Mr Johnson said: "We are not closing schools now, the scientific advice is that this could do more harm than good at this time.
"Schools should only close if they are specifically advised to do so."
Don't call NHS 111 with mild symptoms – go online
IF you are worried you might have coronavirus DON'T call NHS 111, the Prime Minister said today.
Boris Johnson urged all Brits to visit the NHS 111 website as their first port of call.
If you think your condition is getting worse, seek medical attention quickly and dial 999 in an emergency.
If it's not an emergency, contact NHS 111 online here.
If you have no internet access, you should call NHS 111.
All routine medical and dental appointments should be cancelled while you are sick and staying at home.
Public Health England said it will no longer be testing everyone suspected of having coronavirus.
If you are self-isolating with mild symptoms you won't be tested.

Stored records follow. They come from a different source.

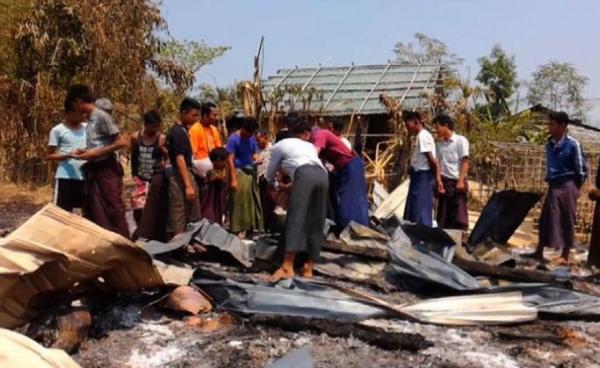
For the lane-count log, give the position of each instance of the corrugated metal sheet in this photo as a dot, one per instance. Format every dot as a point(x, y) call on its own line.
point(589, 138)
point(348, 89)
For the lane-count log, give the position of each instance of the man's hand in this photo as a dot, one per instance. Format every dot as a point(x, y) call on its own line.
point(190, 194)
point(440, 186)
point(286, 187)
point(86, 155)
point(460, 185)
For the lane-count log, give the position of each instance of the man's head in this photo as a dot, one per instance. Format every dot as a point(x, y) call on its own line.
point(209, 114)
point(301, 129)
point(248, 128)
point(104, 104)
point(72, 116)
point(557, 124)
point(444, 126)
point(81, 99)
point(218, 156)
point(412, 122)
point(189, 111)
point(262, 138)
point(152, 122)
point(336, 127)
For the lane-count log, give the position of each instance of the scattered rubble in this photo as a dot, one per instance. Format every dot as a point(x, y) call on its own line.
point(391, 295)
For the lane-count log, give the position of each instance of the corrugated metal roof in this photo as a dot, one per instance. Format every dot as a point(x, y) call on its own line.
point(588, 137)
point(354, 88)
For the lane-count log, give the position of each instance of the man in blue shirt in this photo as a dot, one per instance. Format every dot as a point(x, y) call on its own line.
point(566, 170)
point(246, 209)
point(65, 139)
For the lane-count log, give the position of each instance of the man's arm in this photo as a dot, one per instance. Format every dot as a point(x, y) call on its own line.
point(182, 169)
point(462, 176)
point(119, 142)
point(53, 154)
point(274, 163)
point(162, 144)
point(232, 173)
point(433, 163)
point(580, 164)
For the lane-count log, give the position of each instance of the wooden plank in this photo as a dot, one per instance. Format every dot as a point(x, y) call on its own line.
point(360, 250)
point(514, 274)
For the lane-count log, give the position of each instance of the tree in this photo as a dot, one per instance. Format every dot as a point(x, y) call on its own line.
point(189, 57)
point(119, 48)
point(428, 51)
point(558, 86)
point(499, 76)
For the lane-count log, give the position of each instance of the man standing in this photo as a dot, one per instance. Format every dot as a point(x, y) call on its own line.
point(65, 139)
point(337, 128)
point(103, 173)
point(267, 193)
point(184, 203)
point(246, 210)
point(566, 170)
point(350, 186)
point(307, 205)
point(424, 172)
point(204, 137)
point(453, 156)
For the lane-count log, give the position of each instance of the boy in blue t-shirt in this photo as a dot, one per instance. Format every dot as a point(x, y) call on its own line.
point(245, 208)
point(65, 139)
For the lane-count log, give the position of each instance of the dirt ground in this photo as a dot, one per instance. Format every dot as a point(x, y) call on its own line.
point(129, 333)
point(151, 338)
point(17, 203)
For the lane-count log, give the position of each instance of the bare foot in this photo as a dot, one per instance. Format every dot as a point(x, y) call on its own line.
point(536, 255)
point(281, 274)
point(307, 272)
point(560, 261)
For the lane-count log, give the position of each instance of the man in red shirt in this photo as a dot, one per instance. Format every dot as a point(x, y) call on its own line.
point(350, 193)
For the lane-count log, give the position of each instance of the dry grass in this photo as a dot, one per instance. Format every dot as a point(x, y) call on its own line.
point(33, 195)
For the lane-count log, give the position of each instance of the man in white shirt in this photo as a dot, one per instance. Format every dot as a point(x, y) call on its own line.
point(308, 198)
point(424, 172)
point(453, 155)
point(337, 128)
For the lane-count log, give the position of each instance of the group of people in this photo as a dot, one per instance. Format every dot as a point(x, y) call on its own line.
point(440, 170)
point(437, 170)
point(194, 172)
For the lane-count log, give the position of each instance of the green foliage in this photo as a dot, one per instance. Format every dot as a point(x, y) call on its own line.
point(558, 86)
point(427, 51)
point(228, 99)
point(11, 14)
point(117, 47)
point(189, 57)
point(499, 76)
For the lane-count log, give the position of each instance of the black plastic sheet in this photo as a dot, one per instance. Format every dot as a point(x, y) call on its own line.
point(300, 358)
point(502, 215)
point(294, 298)
point(420, 263)
point(209, 235)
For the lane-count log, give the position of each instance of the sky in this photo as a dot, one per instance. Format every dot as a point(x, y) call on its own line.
point(307, 33)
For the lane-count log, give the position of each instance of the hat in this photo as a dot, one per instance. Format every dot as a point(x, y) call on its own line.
point(560, 117)
point(104, 104)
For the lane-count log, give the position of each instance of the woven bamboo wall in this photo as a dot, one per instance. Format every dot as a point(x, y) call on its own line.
point(523, 167)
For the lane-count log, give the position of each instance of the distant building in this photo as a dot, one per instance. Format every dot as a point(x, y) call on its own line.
point(346, 91)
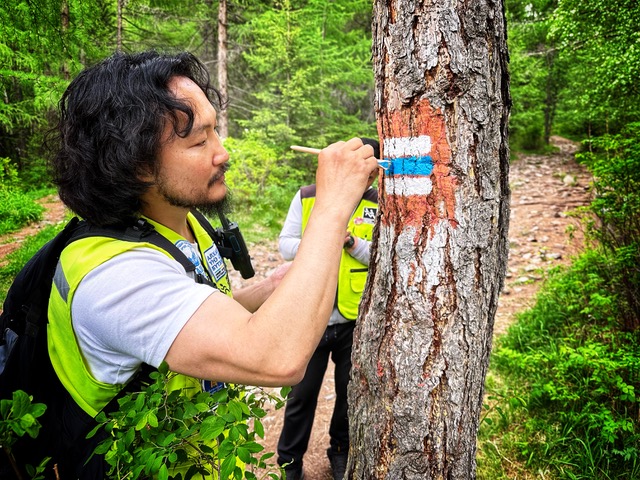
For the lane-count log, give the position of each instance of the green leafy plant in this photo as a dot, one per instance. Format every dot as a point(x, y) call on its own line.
point(169, 434)
point(576, 373)
point(613, 217)
point(16, 208)
point(19, 417)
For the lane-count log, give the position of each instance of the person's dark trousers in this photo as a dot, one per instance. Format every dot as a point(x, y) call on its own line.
point(303, 398)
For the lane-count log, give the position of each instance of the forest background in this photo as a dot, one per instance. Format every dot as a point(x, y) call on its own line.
point(563, 385)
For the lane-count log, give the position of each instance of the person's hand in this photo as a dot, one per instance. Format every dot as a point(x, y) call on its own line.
point(343, 175)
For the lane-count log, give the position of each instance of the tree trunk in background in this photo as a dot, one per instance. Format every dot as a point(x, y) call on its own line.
point(223, 123)
point(119, 14)
point(422, 343)
point(64, 29)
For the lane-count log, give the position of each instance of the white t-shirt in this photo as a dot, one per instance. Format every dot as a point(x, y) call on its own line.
point(130, 309)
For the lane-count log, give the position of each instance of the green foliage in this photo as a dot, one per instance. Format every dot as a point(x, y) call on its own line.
point(19, 417)
point(262, 181)
point(577, 374)
point(600, 42)
point(15, 260)
point(170, 434)
point(613, 217)
point(16, 208)
point(311, 67)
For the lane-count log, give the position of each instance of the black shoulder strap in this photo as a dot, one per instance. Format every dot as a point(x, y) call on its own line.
point(217, 237)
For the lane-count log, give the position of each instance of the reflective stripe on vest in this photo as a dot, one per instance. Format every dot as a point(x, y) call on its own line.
point(76, 261)
point(352, 275)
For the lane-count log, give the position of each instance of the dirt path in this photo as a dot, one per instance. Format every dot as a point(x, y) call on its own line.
point(541, 234)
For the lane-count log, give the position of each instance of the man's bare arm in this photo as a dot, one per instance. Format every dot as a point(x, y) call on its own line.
point(226, 342)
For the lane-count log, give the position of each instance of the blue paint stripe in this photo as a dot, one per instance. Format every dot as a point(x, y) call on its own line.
point(421, 166)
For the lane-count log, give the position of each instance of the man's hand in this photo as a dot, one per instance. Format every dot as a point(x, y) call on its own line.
point(343, 175)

Whole families could have to self-isolate if ONE has symptoms in future
FAMILIES could soon be told to self-isolate if just ONE of them has coronavirus symptoms, it emerged today.
At the moment Brits who get ill are being told to stay away from the people in their home as best they can – and avoid contact with others.
But in future whole families could have to go into lockdown to stop the spread further, experts said earlier.
That could be for up to a fortnight to make sure that everyone in the family has time for the symptoms to show and to get over the most infectious part of the disease.
However, that is not advice the Government is recommending at the moment – as we are not yet at the peak of the illness.